There have been numerous proposed theories regarding the mechanism by which varicocelectomy improves impaired fertility in men. Goldstein et al demonstrated that intra-testicular temperatures were elevated in men with a varicocele compared to men without varicocele.16 Men exposed to heat stress and even elevated fevers have demonstrated significant impairment of semen parameters,17 thus perhaps persistent elevated temperatures, secondary to varicocele, could impair spermatogenesis. More recently, several studies have suggested that the congestion of venous blood results in much higher concentration in the testicles of reactive oxygen species (ROS) – a byproduct of many metabolic pathways including mitochondrial respiration.18,19 These elevations in ROS can result in DNA fragmentation and thus impair replication necessary for spermatogenesis.20,21 Elevated ROS has also been shown to impair testosterone production from Leydig cells.22 This theory is further supported by studies demonstrating that DNA fragmentation appears to improve following varicocelectomy.23 Lastly, some evidence supports a theory that venous stasis impairs arterial flow to the testicle, resulting in hypoperfusion, stasis of blood, impaired intratesticular hemodynamics, and toxin accumulation.24,25 Researchers have found that both hypoxia-inducible factor-1alpha (a marker of hypoxia) and Bcl-2 (an anti-apoptotic protein) were expressed in higher concentrations in testicular venous samples from patients with clinical varicoceles compared to controls.26 Further evidence of hypoxia and testicular injury was shown in a recent study that demonstrated elevated levels of apoptotic-associated microRNA in seminal fluid of men with varicoceles compared to men without varicocele.27 Overall it is likely that the pathology seen as a result of varicoceles is a combination of these various insults.

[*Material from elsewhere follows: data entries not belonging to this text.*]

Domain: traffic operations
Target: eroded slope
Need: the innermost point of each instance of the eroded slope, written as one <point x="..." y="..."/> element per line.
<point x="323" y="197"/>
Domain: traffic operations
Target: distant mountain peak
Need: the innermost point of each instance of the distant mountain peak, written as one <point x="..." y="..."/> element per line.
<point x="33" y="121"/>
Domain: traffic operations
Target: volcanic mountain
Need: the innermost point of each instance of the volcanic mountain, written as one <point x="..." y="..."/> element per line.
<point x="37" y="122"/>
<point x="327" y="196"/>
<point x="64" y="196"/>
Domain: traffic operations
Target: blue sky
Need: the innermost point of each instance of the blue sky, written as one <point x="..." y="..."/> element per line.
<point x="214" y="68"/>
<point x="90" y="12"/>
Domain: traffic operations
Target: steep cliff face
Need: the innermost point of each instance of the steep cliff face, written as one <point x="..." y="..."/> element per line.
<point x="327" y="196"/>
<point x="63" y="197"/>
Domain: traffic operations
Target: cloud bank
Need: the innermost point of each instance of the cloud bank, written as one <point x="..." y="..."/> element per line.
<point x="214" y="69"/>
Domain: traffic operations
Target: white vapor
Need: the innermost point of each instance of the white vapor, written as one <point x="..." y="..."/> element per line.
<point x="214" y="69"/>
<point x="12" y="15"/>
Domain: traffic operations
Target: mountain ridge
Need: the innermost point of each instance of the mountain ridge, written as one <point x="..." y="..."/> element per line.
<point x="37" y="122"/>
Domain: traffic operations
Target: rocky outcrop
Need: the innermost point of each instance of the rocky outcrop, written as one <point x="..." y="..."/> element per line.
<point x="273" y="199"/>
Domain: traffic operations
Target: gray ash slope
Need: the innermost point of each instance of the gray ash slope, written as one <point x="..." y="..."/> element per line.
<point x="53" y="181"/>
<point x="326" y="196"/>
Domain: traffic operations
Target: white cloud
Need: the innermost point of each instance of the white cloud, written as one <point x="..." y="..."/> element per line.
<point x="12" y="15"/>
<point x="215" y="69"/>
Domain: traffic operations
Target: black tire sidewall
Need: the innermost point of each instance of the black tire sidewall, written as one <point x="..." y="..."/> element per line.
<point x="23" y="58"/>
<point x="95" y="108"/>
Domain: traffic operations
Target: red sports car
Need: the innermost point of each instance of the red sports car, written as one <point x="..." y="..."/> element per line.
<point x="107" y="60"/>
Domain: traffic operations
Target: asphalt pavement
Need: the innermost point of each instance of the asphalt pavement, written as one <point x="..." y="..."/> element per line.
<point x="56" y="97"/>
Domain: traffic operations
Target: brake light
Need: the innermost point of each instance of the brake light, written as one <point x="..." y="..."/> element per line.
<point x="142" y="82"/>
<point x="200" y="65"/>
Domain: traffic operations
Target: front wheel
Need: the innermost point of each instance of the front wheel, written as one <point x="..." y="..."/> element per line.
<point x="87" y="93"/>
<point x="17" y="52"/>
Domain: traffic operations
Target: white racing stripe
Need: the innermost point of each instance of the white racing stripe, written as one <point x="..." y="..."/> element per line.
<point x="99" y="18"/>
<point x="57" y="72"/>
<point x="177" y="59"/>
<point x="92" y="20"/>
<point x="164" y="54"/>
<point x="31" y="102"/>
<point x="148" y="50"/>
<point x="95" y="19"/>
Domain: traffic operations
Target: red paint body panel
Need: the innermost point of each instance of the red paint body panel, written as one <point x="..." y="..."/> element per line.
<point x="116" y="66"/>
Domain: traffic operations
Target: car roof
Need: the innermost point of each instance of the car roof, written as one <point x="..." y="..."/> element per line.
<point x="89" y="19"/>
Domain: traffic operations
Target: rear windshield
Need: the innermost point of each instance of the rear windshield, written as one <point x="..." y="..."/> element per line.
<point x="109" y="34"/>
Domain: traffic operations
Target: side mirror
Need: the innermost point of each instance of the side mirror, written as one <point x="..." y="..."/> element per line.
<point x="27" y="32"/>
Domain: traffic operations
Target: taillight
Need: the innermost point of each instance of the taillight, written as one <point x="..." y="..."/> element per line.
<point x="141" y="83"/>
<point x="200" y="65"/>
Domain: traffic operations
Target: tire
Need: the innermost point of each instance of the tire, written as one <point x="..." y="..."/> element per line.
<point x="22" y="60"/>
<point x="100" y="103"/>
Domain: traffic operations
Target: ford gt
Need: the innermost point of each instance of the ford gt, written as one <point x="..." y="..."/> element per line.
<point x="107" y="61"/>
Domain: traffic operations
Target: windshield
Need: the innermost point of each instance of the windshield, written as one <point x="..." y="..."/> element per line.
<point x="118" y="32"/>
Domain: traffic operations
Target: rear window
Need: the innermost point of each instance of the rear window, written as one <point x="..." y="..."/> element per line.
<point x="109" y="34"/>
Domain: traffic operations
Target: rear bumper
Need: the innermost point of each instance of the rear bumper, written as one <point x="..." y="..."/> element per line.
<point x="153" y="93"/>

Following varicocelectomy, semen parameters generally take about 6 months to improve. While varicocelectomies generally do not completely restore a man to normozoospermia, often the procedure can improve semen parameters to a degree that men can undergo a trial of intrauterine insemination (IUI) when previously sperm counts would only qualify men for in vitro fertilization (IVF) or intracytoplasmic sperm injection (ICSI).28–31 This opportunity to achieve sperm counts sufficient to trial IUI (often a total motile sperm count >5 million motile sperm) implies that varicocelectomy surgery is often cost-effective; however, several meta-analyses have also suggested that varicocelectomies in azoospermic and severely oligospermic men can improve the success rate when IUI, IVF, and ICSI are performed.32,33
In this review, we will discuss the available literature to determine the effect of surgical correction of a clinical varicocele on pregnancy rates in couples undergoing assisted reproductive technology and IUI treatments.
Methods
A literature review was performed in MEDLINE and EMBASE using terms related to varicocele (varicocele, varicocelectomy, varicocele repair, varicocele treatment, varicocele correction) and assisted reproductive technology (assisted reproductive technology, intrauterine insemination, IUI, in vitro fertilization, IVF, intracytoplasmic sperm injection, ICSI). All article types were included. Searches were performed by limiting the language only to English.
Impact of Varicocelectomy on Intrauterine Insemination Outcomes
Three studies have examined the effect of IUI after varicocelectomies. The first of these studies was published in 1992 by Marmar et al. In this retrospective cohort study of 71 infertile men, 52 men underwent surgical correction of ultrasound-confirmed varicocele and 19 men did not undergo surgical correction.34 Couples included in the study had experienced on average 42 months of infertility. Those undergoing surgical correction went on to perform 145 IUI cycles with only 4 resultant pregnancies (2.8% pregnancy per cycle rate). Rates of IUI success were similar in those who did not undergo surgical correction – 19 men underwent 50 IUI cycles with only 2 resultant pregnancies (4%), p=0.64. Of the 6 pregnancies across both groups, 5 live births and one spontaneous abortion resulted (though authors did not specify which group experienced this spontaneous abortion). One significant limitation of this study is the very low pregnancy rates, as IUI cycles were performed without female ovarian stimulation. This study suggests that varicocelectomy does not significantly impact pregnancy rates of those undergoing IUI.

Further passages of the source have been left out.